The constraints allow up to 3×10^5 edges, so two priority-queue shortest path computations are easily fast enough in Python with adjacency lists.

Test Cases

import sys, io

def run(inp: str) -> str:
    sys.stdin = io.StringIO(inp)
    
    import heapq

    def dijkstra(n, adj, start):
        INF = 10**30
        dist = [INF] * (n + 1)
        dist[start] = 0
        pq = [(0, start)]
        while pq:
            d, u = heapq.heappop(pq)
            if d != dist[u]:
                continue
            for v, w in adj[u]:
                nd = d + w
                if nd < dist[v]:
                    dist[v] = nd
                    heapq.heappush(pq, (nd, v))
        return dist

    n = int(input().strip())
    types = input().strip()
    m = int(input().strip())

    good_adj = [[] for _ in range(n + 1)]
    bad_adj = [[] for _ in range(n + 1)]

    def is_good(i):
        return i == 0 or types[i - 1] == 'G'

    def is_bad(i):
        return i == 0 or types[i - 1] == 'B'

    for _ in range(m):
        u, v, w = map(int, input().split())
        if is_good(u) and is_good(v):
            good_adj[u].append((v, w))
            good_adj[v].append((u, w))
        if is_bad(u) and is_bad(v):
            bad_adj[u].append((v, w))
            bad_adj[v].append((u, w))

    dist_good = dijkstra(n, good_adj, 0)
    dist_bad = dijkstra(n, bad_adj, 0)

    ans = 0
    for i in range(1, n + 1):
        if types[i - 1] == 'G':
            ans += 2 * dist_good[i]
        else:
            ans += 2 * dist_bad[i]

    return str(ans)

# minimum size
assert run("""1
G
1
0 1 5
""") == "10"

# simple mixed graph
assert run("""3
GBG
3
0 1 5
0 2 2
1 2 1
""") == "14"

# all same type
assert run("""3
GGG
3
0 1 1
1 2 1
2 3 1
""") == "12"

# star graph
assert run("""4
GBGB
4
0 1 1
0 2 2
0 3 3
0 4 4
""") == "20"
Test input Expected output What it validates
single node 10 minimal round trip correctness
mixed connectivity 14 correct type-based filtering
all same type 12 normal shortest path accumulation
star graph 20 direct edge dominance and summation

Edge Cases

A key edge case is when the shortest path in the full graph goes through a forbidden node, but an alternative longer path exists without it. For example, if a good house is connected to the workshop through a bad node with a very short edge, that route must be ignored entirely. The filtered graph construction guarantees this by removing the bad node before any path computation, so the algorithm never even considers that shortcut.
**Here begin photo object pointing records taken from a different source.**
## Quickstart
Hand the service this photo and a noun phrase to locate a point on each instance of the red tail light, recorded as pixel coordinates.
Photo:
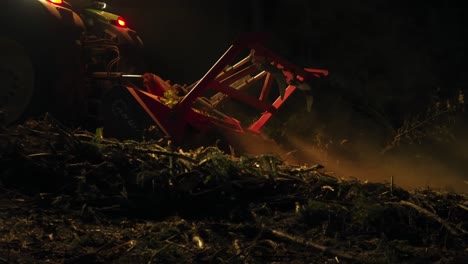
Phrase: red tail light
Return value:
(57, 2)
(121, 22)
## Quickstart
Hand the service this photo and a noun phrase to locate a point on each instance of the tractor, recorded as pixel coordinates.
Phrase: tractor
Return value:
(66, 61)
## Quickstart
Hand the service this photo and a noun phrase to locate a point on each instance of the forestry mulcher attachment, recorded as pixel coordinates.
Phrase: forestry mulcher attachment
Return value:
(191, 116)
(68, 62)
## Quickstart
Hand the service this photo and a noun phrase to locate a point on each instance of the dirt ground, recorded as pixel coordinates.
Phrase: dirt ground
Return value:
(70, 196)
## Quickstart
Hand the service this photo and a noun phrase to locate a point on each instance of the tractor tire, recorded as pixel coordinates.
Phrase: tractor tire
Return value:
(40, 67)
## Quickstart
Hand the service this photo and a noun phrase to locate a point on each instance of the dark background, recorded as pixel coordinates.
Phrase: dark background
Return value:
(389, 61)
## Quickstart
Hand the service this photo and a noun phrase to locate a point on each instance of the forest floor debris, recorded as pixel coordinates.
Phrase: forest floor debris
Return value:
(70, 196)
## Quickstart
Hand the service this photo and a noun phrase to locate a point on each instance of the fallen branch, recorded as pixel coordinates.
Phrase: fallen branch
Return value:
(302, 241)
(432, 215)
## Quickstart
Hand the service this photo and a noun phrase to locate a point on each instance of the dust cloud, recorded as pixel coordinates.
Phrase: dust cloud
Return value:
(366, 163)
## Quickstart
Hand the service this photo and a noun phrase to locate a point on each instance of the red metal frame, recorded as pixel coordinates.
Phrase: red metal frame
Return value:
(174, 120)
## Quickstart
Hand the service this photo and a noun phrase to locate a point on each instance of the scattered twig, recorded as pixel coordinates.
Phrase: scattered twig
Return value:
(432, 215)
(302, 241)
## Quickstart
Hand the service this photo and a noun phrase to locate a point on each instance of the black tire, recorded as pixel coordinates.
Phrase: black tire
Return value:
(41, 61)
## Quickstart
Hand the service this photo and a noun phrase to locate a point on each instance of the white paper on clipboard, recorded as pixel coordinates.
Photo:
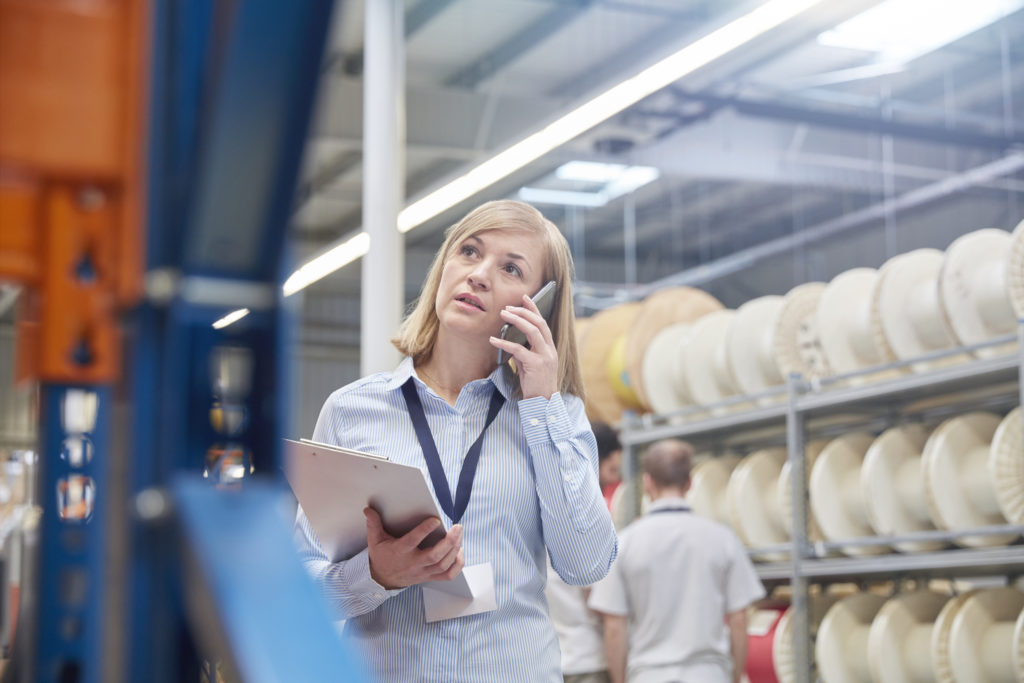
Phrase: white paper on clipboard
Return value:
(334, 484)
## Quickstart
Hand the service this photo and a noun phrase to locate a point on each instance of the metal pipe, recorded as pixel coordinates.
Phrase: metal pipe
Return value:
(749, 257)
(384, 140)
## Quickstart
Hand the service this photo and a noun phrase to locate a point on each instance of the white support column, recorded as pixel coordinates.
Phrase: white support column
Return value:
(383, 182)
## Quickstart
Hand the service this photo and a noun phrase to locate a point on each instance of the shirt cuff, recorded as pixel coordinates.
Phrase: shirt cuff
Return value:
(545, 419)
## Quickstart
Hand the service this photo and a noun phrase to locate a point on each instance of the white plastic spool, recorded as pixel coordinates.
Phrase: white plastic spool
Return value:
(811, 452)
(705, 361)
(1006, 467)
(838, 495)
(957, 483)
(709, 481)
(782, 649)
(981, 638)
(749, 346)
(752, 498)
(1015, 270)
(975, 292)
(796, 341)
(899, 641)
(665, 383)
(841, 648)
(908, 313)
(895, 498)
(845, 326)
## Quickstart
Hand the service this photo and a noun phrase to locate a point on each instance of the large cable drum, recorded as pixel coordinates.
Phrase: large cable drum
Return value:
(838, 495)
(899, 641)
(841, 647)
(1006, 467)
(709, 482)
(845, 314)
(749, 346)
(603, 331)
(657, 311)
(908, 313)
(975, 292)
(1015, 270)
(705, 361)
(811, 452)
(665, 382)
(752, 498)
(981, 637)
(796, 340)
(957, 482)
(894, 492)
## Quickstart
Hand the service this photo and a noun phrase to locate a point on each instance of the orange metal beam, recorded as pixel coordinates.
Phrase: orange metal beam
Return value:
(72, 160)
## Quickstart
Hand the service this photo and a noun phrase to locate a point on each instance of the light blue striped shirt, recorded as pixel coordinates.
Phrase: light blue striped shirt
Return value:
(536, 493)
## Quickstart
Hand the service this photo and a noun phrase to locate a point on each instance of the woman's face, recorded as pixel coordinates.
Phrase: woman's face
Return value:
(487, 271)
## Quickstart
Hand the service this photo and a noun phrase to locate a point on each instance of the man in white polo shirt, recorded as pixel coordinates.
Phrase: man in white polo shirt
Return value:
(675, 601)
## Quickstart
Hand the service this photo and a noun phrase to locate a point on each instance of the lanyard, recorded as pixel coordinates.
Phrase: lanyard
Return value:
(426, 440)
(680, 509)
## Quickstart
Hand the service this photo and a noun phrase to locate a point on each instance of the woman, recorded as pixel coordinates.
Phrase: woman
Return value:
(535, 491)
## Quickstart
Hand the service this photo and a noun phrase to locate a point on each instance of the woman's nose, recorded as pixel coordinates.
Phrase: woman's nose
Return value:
(480, 276)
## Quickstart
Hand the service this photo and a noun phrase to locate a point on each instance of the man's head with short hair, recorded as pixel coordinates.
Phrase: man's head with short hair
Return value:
(609, 452)
(667, 466)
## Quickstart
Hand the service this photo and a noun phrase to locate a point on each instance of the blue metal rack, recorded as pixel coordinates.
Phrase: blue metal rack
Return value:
(211, 571)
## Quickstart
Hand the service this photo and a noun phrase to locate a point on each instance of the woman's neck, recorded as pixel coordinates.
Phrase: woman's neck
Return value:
(452, 366)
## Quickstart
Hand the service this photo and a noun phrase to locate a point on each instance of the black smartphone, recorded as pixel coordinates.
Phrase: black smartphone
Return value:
(545, 301)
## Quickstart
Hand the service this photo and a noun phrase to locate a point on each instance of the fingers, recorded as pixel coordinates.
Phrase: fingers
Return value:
(375, 528)
(420, 531)
(531, 325)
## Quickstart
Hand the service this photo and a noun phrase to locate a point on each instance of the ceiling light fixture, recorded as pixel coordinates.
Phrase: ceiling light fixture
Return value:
(601, 108)
(614, 180)
(327, 263)
(233, 316)
(899, 31)
(698, 53)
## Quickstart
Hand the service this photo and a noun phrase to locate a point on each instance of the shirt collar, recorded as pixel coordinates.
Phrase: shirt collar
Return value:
(668, 503)
(499, 378)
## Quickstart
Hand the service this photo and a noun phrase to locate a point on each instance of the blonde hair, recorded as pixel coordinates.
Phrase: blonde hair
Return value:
(418, 333)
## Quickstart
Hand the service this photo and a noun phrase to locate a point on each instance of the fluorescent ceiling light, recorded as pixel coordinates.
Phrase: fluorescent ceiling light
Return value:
(327, 263)
(698, 53)
(562, 197)
(589, 171)
(233, 316)
(604, 105)
(615, 180)
(899, 31)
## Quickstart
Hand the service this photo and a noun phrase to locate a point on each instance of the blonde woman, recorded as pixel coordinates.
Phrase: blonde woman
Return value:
(507, 450)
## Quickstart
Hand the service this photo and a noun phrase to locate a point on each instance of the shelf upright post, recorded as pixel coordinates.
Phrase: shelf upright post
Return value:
(1020, 360)
(798, 467)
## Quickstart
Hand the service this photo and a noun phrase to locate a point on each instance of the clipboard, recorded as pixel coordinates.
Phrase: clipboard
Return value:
(334, 484)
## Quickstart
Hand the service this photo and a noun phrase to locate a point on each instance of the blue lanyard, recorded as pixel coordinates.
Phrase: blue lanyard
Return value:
(680, 509)
(426, 439)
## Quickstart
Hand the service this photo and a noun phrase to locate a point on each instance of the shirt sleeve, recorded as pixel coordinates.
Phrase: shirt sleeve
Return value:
(608, 595)
(578, 528)
(741, 584)
(347, 584)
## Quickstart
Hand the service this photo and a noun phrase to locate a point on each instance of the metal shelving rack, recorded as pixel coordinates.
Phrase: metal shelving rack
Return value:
(824, 408)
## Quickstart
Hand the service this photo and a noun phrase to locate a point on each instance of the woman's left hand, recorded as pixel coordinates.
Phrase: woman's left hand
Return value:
(538, 366)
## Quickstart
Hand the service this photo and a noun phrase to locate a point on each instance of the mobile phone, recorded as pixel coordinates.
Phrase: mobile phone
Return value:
(545, 301)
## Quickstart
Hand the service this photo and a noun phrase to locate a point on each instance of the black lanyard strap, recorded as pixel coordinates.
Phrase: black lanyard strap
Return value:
(426, 439)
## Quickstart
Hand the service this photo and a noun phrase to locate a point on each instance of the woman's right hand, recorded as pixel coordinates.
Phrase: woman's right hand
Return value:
(397, 561)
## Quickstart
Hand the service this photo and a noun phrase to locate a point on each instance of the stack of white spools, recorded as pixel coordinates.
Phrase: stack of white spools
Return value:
(680, 349)
(964, 473)
(924, 635)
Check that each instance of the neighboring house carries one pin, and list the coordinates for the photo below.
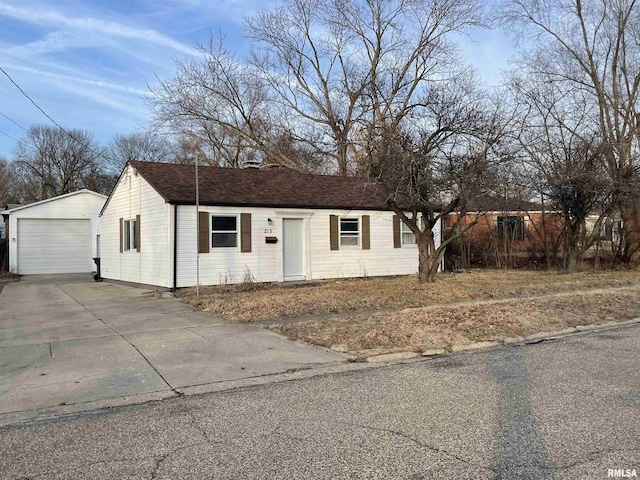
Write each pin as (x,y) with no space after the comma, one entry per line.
(505,230)
(57,235)
(268,225)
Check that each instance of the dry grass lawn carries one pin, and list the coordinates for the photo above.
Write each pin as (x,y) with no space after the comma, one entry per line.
(443,327)
(256,302)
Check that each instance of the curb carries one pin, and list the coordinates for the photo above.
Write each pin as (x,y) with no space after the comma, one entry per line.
(509,341)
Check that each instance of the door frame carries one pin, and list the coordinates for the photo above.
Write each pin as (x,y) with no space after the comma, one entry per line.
(306,241)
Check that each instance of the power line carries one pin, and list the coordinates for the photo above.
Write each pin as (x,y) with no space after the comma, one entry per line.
(14,122)
(7,135)
(99,154)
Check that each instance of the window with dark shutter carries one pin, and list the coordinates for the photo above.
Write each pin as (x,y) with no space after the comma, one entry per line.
(333,232)
(366,232)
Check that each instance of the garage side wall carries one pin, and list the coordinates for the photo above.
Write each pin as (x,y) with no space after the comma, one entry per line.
(79,206)
(150,265)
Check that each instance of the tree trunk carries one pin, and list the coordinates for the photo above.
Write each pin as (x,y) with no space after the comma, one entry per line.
(428,258)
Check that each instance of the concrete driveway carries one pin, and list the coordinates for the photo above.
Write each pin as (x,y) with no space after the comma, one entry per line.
(68,344)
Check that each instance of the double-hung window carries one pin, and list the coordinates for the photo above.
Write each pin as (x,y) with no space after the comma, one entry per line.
(408,237)
(511,227)
(349,231)
(224,231)
(130,235)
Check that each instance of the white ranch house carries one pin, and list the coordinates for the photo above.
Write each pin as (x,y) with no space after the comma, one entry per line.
(272,225)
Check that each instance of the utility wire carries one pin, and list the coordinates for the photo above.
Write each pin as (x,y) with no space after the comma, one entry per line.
(14,122)
(50,118)
(7,135)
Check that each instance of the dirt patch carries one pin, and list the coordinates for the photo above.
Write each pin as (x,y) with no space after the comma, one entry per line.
(257,302)
(443,327)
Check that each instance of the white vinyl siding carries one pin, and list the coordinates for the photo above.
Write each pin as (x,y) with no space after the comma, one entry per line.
(152,265)
(265,263)
(82,205)
(407,236)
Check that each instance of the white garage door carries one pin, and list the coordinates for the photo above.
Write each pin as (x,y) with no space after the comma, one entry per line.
(53,246)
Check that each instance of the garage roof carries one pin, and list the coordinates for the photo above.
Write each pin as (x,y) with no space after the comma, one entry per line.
(29,205)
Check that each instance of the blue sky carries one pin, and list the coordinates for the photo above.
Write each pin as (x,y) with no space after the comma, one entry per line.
(88,64)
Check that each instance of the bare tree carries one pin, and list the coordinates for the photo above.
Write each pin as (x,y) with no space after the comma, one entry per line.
(8,184)
(590,50)
(142,146)
(50,162)
(437,173)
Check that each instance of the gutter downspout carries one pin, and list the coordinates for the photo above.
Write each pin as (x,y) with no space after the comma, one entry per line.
(175,247)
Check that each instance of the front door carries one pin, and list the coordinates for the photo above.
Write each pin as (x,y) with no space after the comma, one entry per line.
(293,248)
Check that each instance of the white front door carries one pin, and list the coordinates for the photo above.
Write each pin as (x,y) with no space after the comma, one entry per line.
(293,248)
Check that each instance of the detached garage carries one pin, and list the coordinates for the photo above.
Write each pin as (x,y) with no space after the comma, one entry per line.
(57,235)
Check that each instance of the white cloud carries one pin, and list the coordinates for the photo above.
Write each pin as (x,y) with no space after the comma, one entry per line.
(46,17)
(87,81)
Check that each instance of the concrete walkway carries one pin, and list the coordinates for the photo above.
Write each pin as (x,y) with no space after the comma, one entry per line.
(69,344)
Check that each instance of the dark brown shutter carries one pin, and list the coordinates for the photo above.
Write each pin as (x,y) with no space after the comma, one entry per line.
(203,232)
(333,232)
(245,232)
(138,233)
(396,232)
(366,233)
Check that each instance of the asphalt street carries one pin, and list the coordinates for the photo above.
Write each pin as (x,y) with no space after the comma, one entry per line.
(567,408)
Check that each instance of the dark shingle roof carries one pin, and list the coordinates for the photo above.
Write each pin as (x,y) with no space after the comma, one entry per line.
(281,188)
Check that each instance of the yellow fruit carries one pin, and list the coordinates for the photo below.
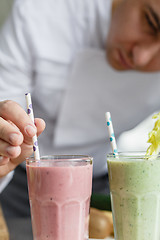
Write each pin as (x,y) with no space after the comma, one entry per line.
(100,224)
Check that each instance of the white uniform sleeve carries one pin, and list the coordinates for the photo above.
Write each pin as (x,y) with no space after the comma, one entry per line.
(15,72)
(15,59)
(4,181)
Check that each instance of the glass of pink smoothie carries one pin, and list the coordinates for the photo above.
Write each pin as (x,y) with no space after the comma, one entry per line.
(59,193)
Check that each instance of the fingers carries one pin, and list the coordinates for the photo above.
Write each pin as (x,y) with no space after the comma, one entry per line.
(16,132)
(10,133)
(3,160)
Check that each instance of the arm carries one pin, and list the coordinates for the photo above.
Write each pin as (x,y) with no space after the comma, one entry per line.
(16,129)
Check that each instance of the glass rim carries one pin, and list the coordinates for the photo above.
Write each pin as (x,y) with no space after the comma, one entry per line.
(61,158)
(132,155)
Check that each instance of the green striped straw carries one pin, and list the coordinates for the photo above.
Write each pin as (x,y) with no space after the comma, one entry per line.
(111,133)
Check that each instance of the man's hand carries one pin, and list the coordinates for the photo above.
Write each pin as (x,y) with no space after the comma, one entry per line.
(16,132)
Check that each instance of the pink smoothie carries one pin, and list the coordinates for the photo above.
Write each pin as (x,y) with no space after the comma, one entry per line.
(59,199)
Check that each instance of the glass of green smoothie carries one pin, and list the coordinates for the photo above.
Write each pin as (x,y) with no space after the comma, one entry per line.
(135,195)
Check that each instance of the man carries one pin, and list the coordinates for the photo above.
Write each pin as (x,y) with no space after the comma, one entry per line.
(54,50)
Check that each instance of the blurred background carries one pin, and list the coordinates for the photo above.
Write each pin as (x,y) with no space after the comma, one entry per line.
(5,7)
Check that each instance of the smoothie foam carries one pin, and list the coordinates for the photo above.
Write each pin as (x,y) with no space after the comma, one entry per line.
(135,194)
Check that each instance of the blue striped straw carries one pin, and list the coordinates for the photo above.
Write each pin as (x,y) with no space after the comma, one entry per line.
(31,115)
(111,133)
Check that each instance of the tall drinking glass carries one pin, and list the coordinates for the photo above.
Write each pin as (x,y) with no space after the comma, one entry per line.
(59,193)
(135,195)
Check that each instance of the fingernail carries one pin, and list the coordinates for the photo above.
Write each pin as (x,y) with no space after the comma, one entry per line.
(14,137)
(10,150)
(30,130)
Another edge case is when a house is directly connected to the workshop but isolated in its allowed subgraph due to missing compatible edges. In that situation, Dijkstra correctly leaves its distance as infinity, but the problem guarantees reachability, so we rely on that condition to avoid special handling.

Finally, edges between opposite types are silently discarded. This can look suspicious because it removes connectivity, but it is exactly what enforces the constraint. Any path that would cross such an edge would immediately violate the rule, so removing it preserves correctness rather than reducing it.